Долгое время Мартель не отвечал. Застывшая в руке Бенколина никелированная телефонная трубка внушала нам суеверный ужас. Я представил себе старика в его сумрачной библиотеке, блестевшую при свете лампы лысую голову, зарывшиеся в воротник сжатые челюсти, уставившиеся на бутылку с цианидом глаза под косматыми бровями… Стенные часы продолжали тикать с прежним постоянством…
— Очень хорошо, сударь, — произнес голос. Чувствовалось, что он на пределе. Голос звучал сухо, еле слышно. — Очень хорошо, сударь. Я принимаю ваш вызов. Подождите минуту, я достану карты.
Мари Августин выдохнула:
— Вы дьявол! Вы…
Она стиснула ладони. Внезапно ее отец визгливо захихикал, и это было отвратительно. Августин восхищенно выпучил глаза; он потирал руки, и слышно было, как при этом у него хрустят суставы. Он все еще покачивал головой: теперь это было похоже на радостное одобрение…
Снова пробили часы, из камина выпал еще один уголек, вдали прогудел клаксон автомобиля…
— Я готов, сударь, — громко и отчетливо произнес голос в телефоне.
— Тогда вытащите за меня и не забывайте, что это значит.
Сад в Сен-Жерменском предместье, шуршащий в ночи изодранными листьями. Поблескивающие рубашки карт и рука, тасующая их.
Я чуть не упал замертво, когда голос объявил:
— Ваша карта, сударь, пятерка бубен.
— Ага, — сказал Бенколин, — не очень большая карта, полковник! Ее нетрудно побить. Очень даже просто. А теперь подумайте обо всем, что я вам сказал, и вытяните за себя.

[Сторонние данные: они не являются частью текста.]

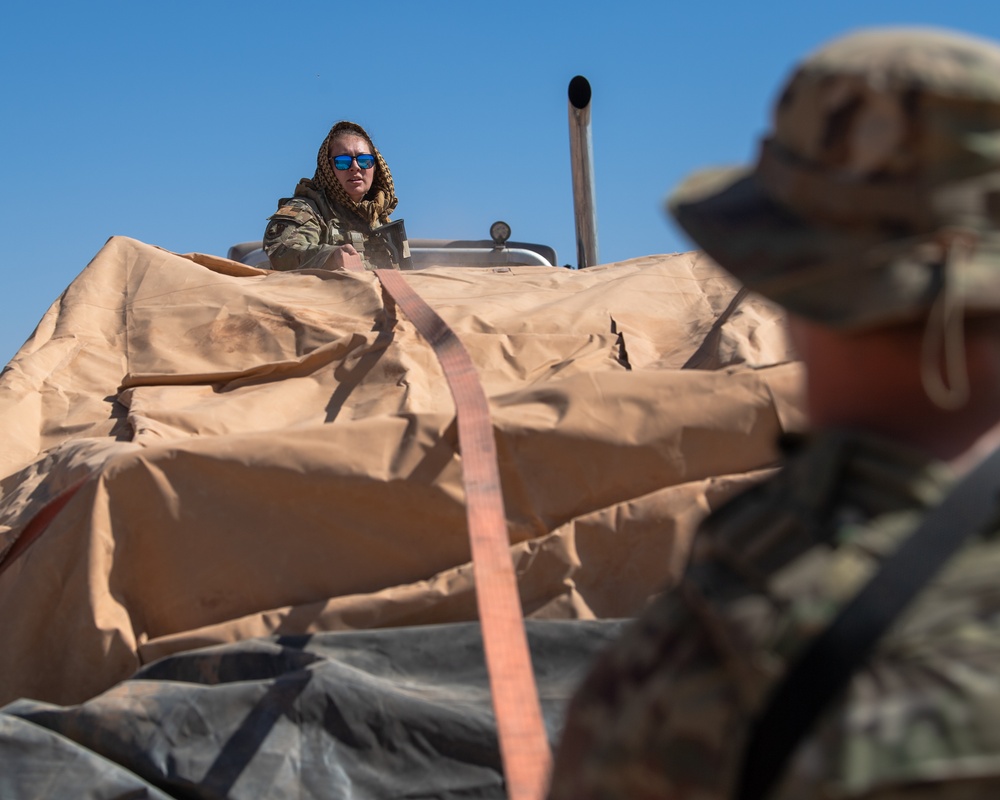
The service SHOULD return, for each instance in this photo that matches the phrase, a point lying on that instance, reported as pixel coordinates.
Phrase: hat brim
(829, 274)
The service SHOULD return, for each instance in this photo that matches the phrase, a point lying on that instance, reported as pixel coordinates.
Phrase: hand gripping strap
(826, 666)
(524, 745)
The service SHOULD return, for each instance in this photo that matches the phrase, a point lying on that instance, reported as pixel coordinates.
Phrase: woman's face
(356, 181)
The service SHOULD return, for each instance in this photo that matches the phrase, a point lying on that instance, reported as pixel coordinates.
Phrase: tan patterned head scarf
(376, 206)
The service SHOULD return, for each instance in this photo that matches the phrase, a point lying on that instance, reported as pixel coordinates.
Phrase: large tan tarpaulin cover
(264, 453)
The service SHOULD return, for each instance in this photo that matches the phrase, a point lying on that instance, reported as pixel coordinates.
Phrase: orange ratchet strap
(524, 745)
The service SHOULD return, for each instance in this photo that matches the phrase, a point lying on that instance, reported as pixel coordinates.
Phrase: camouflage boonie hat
(882, 166)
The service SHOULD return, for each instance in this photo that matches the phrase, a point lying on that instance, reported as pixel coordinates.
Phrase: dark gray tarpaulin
(393, 713)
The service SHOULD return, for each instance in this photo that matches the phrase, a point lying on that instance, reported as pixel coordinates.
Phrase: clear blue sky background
(181, 123)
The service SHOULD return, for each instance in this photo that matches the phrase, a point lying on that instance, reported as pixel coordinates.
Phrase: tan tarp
(264, 454)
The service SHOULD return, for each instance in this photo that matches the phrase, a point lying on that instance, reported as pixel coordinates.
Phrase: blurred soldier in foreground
(873, 217)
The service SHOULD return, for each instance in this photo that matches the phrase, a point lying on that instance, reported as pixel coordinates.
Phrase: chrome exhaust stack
(581, 153)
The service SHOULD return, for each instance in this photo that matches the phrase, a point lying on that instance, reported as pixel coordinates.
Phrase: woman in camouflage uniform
(333, 215)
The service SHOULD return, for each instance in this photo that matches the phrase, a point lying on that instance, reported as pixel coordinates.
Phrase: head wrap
(374, 208)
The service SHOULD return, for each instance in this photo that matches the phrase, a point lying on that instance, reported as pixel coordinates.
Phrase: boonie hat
(878, 188)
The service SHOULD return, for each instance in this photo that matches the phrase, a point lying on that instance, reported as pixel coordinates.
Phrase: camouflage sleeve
(659, 716)
(292, 239)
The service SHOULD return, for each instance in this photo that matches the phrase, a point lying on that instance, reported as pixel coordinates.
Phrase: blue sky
(182, 123)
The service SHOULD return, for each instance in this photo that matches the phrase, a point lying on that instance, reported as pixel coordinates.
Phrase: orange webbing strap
(38, 523)
(524, 745)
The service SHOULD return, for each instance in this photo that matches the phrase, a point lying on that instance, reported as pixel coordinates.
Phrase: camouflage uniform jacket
(306, 229)
(665, 712)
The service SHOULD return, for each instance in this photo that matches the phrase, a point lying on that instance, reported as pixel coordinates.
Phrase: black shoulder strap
(828, 662)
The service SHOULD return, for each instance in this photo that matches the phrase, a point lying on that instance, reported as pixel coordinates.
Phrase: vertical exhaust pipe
(581, 155)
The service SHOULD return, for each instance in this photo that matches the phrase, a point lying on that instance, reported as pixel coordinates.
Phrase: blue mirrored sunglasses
(365, 161)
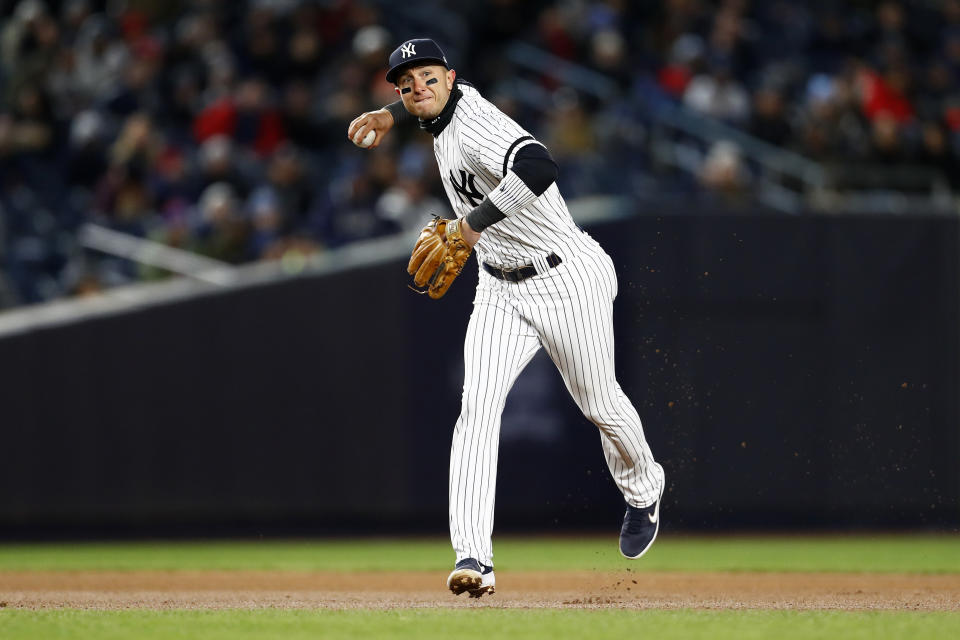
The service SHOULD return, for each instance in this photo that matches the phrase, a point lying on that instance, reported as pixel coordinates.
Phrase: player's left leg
(498, 345)
(572, 308)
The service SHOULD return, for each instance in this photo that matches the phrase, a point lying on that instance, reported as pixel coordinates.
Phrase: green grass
(880, 553)
(425, 624)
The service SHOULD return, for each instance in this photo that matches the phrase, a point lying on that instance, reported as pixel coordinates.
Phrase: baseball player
(544, 283)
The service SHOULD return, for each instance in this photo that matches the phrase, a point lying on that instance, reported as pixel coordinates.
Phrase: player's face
(425, 90)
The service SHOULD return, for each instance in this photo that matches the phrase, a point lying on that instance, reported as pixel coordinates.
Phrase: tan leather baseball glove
(438, 257)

Его полуприкрытые глаза насмешливо посмотрели на меня…
Тик-так, тик-так — неумолимо отстукивали в тишине стенные часы. С визгом и громыханием под окнами проносились машины; Августин хрустел суставами пальцев…
— Ну так как, полковник? — чуть повысив голос, спросил детектив.
В трубке что-то заскрипело. Побледневший Шомон резко отвернулся.
— Моя карта, сударь…
Скрипучий голос запнулся. Послышался тяжелый вздох… За ним последовал тихий шипящий звук, словно выдох через искривленные в улыбке губы, и негромкий звон стекла, упавшего на твердую деревянную поверхность.
Раздался отчетливый, твердый и вежливый голос:
— Моя карта, сударь, тройка пик. Я буду ждать прихода полиции.